Hi! I've been trying to make my own H-Bridge using TIP120 (stupid, I know). Anyway, with the test circuit below, I was expecting to get ~6V at minimum across the resistor. However, I'm getting less than 3V! I have checked and reassembled the circuit numerous times, so I'm a bit clueless on this one. Anyone can help? (bit of a noob with darlingtons here).
The circuit still outputs less than 3V even with a base resistor. I've figured giving 5V at the base yields greater voltage, but I really need to operate it with 3.3V.
That is a "high side switch", which doesn't work well or at all with NPN transistors. For the transistor to conduct, the base voltage must be > (emitter voltage + 1.4V (Darlington connection)).
Move the load resistor from the emitter to the collector circuit. An appropriate current-limiting resistor between the base and the voltage source is required.
The circuit you have there is called an emitter follower. The voltage on the emitter follows the voltage on the base, minus the base emitter voltage drop. Which in your case is a double drop of 0.7 + 0.7 volts or 1.4 volts.
thank you for the answer folks (@jremington@Grumpy_Mike@DrDiettrich@stitech )!! However, as the Darlingtons will be used on a H-Bridge, mind sharing how such configuration could be implemented for the full H-bridge? I am having trouble visualising it
An N-Darlington can be used in the "lower" half of the H-bridge, with the load in the collector circuit, but the efficiency is very poor, as the C-E voltage drop can be as high as 2V. Most people have moved on the modern, MOSFET motor drivers.
I know, people write this advice quite literally on every discussion thread I've seen in the web lol. I already have the darlingtons, so I am kinda stuck with them
Is there an important reason why MOSFET devices are suggested for H-bridges? Is it possible that the TIP120 transistors cannot be used to create a H-bridge that would work for you?
It does, if you use an NPN transistor. You will very commonly see PNP transistors in the upper half.
The design of H-bridges is not at all trivial, and requires a fairly deep understanding of how transistors work. Did you think this was supposed to be easy?

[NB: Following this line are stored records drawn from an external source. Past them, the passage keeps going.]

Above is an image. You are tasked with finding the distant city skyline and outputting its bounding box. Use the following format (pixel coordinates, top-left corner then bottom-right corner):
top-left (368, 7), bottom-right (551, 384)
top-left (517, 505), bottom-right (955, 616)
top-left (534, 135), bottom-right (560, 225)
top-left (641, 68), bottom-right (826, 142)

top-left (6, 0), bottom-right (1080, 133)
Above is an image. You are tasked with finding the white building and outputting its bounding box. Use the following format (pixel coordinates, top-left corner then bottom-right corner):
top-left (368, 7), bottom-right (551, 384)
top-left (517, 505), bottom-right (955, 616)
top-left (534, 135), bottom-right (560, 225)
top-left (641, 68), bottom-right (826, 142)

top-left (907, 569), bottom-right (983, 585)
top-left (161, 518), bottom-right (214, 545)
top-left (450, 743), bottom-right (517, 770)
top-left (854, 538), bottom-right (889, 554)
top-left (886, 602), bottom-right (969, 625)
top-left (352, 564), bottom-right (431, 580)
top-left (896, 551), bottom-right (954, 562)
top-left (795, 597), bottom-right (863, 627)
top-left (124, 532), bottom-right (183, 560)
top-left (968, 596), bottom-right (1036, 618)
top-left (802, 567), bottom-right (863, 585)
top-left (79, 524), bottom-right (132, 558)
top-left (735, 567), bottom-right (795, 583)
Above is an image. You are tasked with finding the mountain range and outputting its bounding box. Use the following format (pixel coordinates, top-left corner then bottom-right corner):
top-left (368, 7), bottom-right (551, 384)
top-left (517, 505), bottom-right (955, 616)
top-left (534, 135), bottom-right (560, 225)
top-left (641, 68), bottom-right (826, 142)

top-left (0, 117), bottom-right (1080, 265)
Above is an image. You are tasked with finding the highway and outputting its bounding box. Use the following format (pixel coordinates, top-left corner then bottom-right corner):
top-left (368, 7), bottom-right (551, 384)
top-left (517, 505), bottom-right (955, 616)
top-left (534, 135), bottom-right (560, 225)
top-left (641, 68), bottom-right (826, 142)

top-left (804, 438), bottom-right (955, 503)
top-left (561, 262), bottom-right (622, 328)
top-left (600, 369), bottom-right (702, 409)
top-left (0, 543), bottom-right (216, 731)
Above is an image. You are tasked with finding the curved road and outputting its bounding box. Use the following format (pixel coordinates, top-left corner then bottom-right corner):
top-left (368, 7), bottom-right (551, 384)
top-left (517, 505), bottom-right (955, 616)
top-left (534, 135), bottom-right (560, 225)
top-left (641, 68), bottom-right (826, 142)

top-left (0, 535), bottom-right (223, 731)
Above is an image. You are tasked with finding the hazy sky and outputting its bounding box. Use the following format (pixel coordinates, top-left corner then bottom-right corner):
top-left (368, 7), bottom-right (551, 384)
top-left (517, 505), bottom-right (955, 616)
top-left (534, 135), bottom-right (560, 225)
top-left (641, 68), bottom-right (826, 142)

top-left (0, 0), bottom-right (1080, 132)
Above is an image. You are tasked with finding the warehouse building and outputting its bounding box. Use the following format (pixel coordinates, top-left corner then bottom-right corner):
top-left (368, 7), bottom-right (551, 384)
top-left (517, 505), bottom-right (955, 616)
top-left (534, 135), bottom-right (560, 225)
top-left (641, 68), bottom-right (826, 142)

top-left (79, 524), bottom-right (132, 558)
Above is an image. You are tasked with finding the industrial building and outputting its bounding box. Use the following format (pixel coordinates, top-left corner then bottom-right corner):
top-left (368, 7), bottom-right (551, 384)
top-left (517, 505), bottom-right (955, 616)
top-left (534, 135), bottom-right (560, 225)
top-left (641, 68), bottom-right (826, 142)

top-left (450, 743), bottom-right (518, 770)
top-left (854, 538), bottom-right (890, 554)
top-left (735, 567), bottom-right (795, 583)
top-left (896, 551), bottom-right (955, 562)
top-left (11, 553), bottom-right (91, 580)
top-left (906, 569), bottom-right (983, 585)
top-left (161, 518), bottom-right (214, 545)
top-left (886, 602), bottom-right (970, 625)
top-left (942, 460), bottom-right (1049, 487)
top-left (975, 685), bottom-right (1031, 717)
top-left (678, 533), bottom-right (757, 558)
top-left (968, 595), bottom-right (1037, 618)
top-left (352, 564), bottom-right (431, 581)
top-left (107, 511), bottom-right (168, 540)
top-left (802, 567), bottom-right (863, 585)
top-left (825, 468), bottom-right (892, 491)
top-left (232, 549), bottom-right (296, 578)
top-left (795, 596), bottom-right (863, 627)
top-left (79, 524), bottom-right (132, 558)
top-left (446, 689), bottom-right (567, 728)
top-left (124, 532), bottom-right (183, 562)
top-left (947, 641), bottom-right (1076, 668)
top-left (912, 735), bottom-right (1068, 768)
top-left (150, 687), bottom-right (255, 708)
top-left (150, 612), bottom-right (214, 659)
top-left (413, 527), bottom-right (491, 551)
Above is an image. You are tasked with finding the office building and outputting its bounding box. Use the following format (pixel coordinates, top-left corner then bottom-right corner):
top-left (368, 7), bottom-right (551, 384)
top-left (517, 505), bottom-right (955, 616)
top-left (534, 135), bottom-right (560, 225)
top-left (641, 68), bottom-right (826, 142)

Here is a simplified schematic of an H-bridge made from N-Darlington and P-Darlington pairs. It is horribly inefficient, because the typical internal voltage drop is as high as 4V, wasted as heat.
It also requires very careful timing of the switching, as if that ever goes wrong, the left hand or right hand side, or both can act as a dead short circuit across the power supply (after the transistors melt internally from overheating).
As mentioned this is a 40 year old approach and long abandoned.